Regarding this, 33.1% of respondent listed companies expected shareholder rights exercise to strengthen compared to last year (not strengthened: 66.9%). The main actors exercising these rights were minority shareholders (79.4%), institutional investors (14.7%), and hostile forces such as activist funds (5.9%) in that order.


Especially among companies whose audit committee members’ terms expire and need to be newly appointed at this GSM, more than half (54.5%) anticipated difficulties, indicating a significant burden from the amended Commercial Act. (No difficulties: 36.4%, no response: 9.1%). The difficulties cited included ‘possibility that desired candidates may not be elected due to voting rights restrictions’ (31.8%) and ‘difficulty securing a talent pool as the rule is implemented immediately without a grace period’ (27.3%).

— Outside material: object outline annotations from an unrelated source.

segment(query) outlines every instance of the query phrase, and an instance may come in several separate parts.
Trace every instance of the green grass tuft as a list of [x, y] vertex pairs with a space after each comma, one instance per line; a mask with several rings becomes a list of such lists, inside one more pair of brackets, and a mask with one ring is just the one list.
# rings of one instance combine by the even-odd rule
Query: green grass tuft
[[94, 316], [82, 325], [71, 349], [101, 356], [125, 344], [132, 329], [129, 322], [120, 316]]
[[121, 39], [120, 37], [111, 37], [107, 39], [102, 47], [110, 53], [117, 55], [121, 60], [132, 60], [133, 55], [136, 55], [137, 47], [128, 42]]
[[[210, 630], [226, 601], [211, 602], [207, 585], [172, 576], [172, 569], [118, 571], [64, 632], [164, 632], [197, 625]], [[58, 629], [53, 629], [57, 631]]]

The amendment to the Commercial Act is also expected to increase the number of companies adopting electronic voting systems. By adopting electronic voting, companies can be exempted from the general GSM resolution requirement of ‘approval by at least one-quarter of total shares,’ thus avoiding quorum shortage issues. In fact, 46.1% of companies have already adopted electronic voting, and among them, 29.9% said they will introduce or consider introducing electronic voting at this year’s GSM.


Meanwhile, difficulties related to designated auditors were also significant. The designated external auditor system, which has been in effect since last year, requires that if a listed company freely appoints an auditor for six consecutive years, the Securities and Futures Commission will designate the auditor for the next three years. Among respondent companies, 45.5% were designated this year, and of those, 54.3% reported experiencing difficulties due to the auditor designation. Difficulties included ‘strict audits even on matters not previously questioned by former audit firms’ (37.1%) and ‘insufficient understanding of the company by the new audit firm’ (32.9%).